Todos dirigieron la mirada al fondo de la sala, donde Lou se había puesto en pie.
– Podemos cuidarnos solos -repitió-, hasta que Louisa se ponga mejor.
– Lou -intervino Cotton-, éste no es el lugar ni el momento.
Goode les dedicó una sonrisa.
– Seguro que sois unos niños adorables. Me llamo Thurston Goode. ¿Qué tal?
Ni Lou ni Oz respondieron.
– Jovencita -dijo Atkins-, venga aquí.
Lou se tragó el nudo que se le había formado en la garganta y se acercó al estrado, donde Atkins bajó la mirada para contemplarla, cual Zeus mirando a un mortal.
– Jovencita, ¿es usted miembro del colegio de abogados?
– No. Bueno yo… no.
– ¿Sabe que sólo los miembros del colegio de abogados pueden dirigirse al tribunal, a menos que se trate de circunstancias excepcionales?
– Bueno, como esto nos afecta a mi hermano y a mí, creo que las circunstancias son excepcionales.
Atkins miró a Cotton y sonrió antes de volver a mirar a Lou.
– Es usted lista, es fácil de ver. Y rápida. Pero la ley es la ley, y los niños de su edad no pueden vivir solos.
– Tenemos a Eugene.
– No es un familiar.
– Pues, Diamond Skinner no vivía con nadie.

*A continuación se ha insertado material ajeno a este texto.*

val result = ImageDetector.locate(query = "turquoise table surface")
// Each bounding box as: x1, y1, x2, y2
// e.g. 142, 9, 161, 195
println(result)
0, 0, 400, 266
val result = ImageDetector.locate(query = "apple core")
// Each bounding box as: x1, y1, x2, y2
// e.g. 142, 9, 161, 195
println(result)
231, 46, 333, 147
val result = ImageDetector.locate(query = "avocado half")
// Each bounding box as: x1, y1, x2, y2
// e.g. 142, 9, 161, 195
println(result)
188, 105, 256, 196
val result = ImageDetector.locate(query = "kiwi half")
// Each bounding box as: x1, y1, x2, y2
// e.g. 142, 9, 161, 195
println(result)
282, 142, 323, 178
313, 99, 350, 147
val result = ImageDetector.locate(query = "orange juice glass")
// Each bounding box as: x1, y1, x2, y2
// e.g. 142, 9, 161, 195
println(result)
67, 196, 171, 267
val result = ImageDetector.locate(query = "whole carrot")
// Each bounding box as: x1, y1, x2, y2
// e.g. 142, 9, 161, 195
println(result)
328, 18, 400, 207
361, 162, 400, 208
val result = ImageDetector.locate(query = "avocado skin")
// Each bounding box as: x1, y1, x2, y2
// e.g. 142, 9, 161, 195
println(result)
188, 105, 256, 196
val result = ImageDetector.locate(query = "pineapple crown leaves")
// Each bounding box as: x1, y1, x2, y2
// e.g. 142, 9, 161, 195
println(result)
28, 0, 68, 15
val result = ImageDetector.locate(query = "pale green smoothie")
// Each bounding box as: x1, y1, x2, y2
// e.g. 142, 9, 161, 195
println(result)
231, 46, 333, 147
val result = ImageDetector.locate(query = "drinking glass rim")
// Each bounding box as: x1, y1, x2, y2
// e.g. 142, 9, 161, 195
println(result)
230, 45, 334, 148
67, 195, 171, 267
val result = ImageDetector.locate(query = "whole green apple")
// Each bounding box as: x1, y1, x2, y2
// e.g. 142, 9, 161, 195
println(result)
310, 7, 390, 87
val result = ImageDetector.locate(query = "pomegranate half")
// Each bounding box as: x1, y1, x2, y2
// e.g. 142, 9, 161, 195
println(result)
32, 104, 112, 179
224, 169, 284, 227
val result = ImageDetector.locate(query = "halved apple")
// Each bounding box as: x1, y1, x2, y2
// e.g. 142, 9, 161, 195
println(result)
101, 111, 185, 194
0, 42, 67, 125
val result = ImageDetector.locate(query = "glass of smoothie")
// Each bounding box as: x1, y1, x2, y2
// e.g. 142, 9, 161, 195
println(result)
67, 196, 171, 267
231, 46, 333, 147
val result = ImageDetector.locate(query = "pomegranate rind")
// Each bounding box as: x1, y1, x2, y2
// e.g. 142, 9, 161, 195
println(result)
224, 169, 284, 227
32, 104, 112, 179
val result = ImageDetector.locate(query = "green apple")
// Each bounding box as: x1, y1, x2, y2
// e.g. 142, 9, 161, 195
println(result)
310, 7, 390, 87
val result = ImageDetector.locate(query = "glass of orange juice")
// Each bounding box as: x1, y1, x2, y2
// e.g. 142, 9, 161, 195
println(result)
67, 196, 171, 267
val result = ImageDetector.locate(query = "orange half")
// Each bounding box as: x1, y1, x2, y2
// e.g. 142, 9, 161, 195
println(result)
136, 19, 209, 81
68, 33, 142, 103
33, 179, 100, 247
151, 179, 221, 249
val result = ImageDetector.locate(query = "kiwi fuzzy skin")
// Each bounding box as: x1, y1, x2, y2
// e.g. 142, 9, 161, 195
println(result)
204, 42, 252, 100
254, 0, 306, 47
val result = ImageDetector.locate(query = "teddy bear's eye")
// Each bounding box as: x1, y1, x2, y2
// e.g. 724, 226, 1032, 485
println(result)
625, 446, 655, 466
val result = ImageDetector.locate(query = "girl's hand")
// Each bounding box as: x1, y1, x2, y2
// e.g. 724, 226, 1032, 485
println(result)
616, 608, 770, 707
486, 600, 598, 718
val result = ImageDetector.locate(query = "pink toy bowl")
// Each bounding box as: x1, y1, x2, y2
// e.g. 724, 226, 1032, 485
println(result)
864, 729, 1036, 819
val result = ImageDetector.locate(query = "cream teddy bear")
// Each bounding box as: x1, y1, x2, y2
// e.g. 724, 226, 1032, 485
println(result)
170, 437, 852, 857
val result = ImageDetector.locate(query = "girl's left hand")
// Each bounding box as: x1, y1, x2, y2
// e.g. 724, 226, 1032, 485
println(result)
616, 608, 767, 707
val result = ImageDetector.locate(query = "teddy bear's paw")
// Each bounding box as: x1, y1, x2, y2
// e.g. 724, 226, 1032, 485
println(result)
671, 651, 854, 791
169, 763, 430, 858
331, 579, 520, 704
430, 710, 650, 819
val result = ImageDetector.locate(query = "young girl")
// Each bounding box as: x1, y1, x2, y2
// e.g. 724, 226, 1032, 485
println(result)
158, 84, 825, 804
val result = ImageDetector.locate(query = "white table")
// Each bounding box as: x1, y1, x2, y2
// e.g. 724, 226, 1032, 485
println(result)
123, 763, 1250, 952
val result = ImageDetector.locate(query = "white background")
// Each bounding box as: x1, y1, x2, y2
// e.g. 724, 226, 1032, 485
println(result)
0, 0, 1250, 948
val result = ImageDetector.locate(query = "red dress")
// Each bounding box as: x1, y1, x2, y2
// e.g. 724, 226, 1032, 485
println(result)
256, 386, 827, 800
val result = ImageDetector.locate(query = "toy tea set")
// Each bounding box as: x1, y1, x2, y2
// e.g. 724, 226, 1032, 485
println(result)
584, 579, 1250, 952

Atkins lanzó una mirada a Cotton.
– Cotton, ¿tendrá la amabilidad de explicárselo?
– Lou, el juez tiene razón, no sois lo bastante mayores para vivir solos. Necesitáis a un adulto.
De repente a Lou se le inundaron los ojos de lágrimas.
– Sin embargo, parece que los adultos no hacen más que dejarnos. -Se volvió y corrió por el pasillo, abrió la puerta de doble hoja y desapareció. Oz huyó detrás de ella.